Objective: The soluble form of the vascular endothelial growth factor (VEGF) receptor, s-VEGFR-1, may negatively regulate the action of VEGF. Our purpose was to better understand the regulation of angiogenetic processes in ovarian cysts.
Methods: Seventy-three women, 36 with serous cystoadenoma, 30 with ovarian endometriosis and seven with cystoadenocarcinoma, were enrolled. We calculated both VEGF and s-VEGFR-1 levels in cystic fluid and a VEGF activity index by means of the ratio VEGF/s-VEGFR-1. Student's t test was used for the statistical analysis.

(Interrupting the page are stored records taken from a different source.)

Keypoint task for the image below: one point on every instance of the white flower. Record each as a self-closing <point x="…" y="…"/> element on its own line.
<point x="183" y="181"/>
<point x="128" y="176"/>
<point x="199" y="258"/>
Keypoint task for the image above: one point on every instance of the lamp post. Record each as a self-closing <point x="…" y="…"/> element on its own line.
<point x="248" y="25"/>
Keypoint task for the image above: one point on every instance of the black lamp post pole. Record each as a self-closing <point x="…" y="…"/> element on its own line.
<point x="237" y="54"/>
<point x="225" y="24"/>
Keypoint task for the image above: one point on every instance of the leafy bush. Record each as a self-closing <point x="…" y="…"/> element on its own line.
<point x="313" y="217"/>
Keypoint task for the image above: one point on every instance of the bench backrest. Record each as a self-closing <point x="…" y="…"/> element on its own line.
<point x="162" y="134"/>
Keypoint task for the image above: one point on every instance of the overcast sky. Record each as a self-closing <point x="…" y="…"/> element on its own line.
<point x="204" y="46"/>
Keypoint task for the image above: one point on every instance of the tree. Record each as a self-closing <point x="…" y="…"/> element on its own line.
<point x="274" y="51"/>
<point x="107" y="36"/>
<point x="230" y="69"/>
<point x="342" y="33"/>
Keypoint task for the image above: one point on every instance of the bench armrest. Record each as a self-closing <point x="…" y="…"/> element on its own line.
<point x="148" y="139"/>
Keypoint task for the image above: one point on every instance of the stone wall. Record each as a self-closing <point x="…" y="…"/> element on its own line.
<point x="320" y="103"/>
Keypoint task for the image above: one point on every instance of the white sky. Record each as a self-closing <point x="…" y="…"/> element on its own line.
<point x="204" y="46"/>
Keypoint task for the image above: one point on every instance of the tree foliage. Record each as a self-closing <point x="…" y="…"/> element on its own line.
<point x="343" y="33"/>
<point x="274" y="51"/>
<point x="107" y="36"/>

Results: We found higher VEGF concentration in both endometriotic and malignant lesions than in serous cystoadenoma (p=0.03 and 0.001, respectively). Also s-VEGFR-1 concentration was higher in endometrioma than in serous cysts (p=0.005); however, there was no statistically significant difference between cystoadenoma and the malignant lesions (p=0.15). VEGF activity index in cystoadenoma, endometriotic and malignant lesions was 0.61, 0.27 and 0.50, respectively.
Conclusions: VEGF certainly has an important role in both ovarian endometriosis and for cancer progression; however, the activity index may be better to investigate the real role of VEGF in the pathology we have considered.